Der Clou dabei ist, dass dieser Code das Faxgerät "aus dem Takt“ bringt und ein Speicherüberlauf provoziert wird. Dadurch kann die angebrachte Schadsoftware ausgeführt werden und öffnet den Forschern somit den ungehinderten Zugriff in das gesamte Netzwerk. Am Gerät kann man das „Empfangen“ dieses Faxes nicht unbedingt erkennen. Auch Warntöne werden nicht abgegeben.

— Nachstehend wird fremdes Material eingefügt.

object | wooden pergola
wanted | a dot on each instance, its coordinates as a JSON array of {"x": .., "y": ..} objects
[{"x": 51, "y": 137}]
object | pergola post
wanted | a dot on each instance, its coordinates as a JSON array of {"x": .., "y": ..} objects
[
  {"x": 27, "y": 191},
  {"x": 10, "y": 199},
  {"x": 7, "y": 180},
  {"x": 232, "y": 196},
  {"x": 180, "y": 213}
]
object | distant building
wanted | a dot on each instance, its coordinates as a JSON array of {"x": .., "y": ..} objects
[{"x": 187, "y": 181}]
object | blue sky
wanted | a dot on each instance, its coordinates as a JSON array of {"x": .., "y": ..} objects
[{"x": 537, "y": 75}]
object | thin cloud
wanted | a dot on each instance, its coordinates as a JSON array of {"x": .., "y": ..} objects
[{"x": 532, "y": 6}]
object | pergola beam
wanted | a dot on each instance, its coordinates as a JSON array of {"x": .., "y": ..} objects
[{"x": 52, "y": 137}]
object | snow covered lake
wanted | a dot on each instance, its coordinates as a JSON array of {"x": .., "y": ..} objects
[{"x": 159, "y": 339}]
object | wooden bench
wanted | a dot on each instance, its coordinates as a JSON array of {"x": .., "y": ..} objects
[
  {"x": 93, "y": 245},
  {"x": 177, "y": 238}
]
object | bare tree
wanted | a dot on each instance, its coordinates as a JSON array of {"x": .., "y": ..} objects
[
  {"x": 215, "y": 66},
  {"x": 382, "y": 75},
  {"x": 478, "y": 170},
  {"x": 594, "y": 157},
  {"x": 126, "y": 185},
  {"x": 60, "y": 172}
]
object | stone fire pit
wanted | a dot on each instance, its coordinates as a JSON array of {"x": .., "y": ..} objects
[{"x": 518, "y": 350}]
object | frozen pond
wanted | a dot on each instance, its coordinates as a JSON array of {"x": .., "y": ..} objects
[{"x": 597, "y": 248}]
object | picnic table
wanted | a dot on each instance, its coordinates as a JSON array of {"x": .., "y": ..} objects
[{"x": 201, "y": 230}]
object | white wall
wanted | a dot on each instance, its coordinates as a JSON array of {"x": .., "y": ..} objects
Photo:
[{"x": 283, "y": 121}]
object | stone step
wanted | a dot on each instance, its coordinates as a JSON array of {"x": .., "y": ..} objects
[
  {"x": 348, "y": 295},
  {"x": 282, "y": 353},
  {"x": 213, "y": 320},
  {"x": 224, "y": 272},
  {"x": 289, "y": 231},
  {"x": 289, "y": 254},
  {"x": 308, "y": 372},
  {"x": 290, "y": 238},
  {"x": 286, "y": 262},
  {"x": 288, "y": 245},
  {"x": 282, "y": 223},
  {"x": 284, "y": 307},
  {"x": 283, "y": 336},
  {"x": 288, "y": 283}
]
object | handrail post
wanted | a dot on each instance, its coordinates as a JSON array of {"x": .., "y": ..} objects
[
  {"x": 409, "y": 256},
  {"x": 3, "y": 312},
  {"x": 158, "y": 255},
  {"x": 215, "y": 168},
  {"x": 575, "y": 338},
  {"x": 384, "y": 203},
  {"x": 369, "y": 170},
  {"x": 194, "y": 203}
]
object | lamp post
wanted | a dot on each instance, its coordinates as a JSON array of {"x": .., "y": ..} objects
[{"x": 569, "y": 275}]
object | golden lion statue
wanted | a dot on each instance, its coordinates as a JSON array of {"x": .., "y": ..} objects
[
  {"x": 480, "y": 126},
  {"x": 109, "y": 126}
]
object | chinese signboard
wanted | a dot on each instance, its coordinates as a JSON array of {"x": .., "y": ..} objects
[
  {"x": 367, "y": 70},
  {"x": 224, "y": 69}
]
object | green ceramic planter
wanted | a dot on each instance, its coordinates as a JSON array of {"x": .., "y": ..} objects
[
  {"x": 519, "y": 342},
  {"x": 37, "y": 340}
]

Das erschreckende Ergebnis: Diese Art des Angriffs ist auch deshalb für sehr viele Faxgeräte anwendbar, da die Telefonleitungen, anders als die anderen Datenleitungen, nicht durch spezielle Schutzmechanismen geschützt oder überwacht werden.
„An diesem Beispiel ist gut erkennbar, dass alle möglichen Kommunikationswege in einem Sicherheitskonzept betrachtet und bewertet werden müssen. Dieses Sicherheitskonzept muss periodisch überprüft und gegebenenfalls überarbeitet werden, da es immer wieder zu neuen Erkenntnissen und Angriffsszenarien kommt. Ebenso müssen alte Systeme (Geräte und verwendete Kommunikations-Protokolle) immer wieder bewertet werden, ob Sie noch den Anforderungen entsprechen“, erklärt Alexander Matheus, Senior Expert im Bereich Smarte Technologien im VDE-Institut.
Das VDE-Institut empfiehlt daher, nicht genutzte Faxgeräte oder die Faxfunktion bei All-in-one-Geräten zu deaktivieren. Dazu muss lediglich die Telefonverbindung getrennt werden. Ist es nicht möglich, das Faxgerät vom Rest des Netzes zu trennen, sollte man unbedingt auf Updates der Hersteller warten und diese dann zügig einspielen.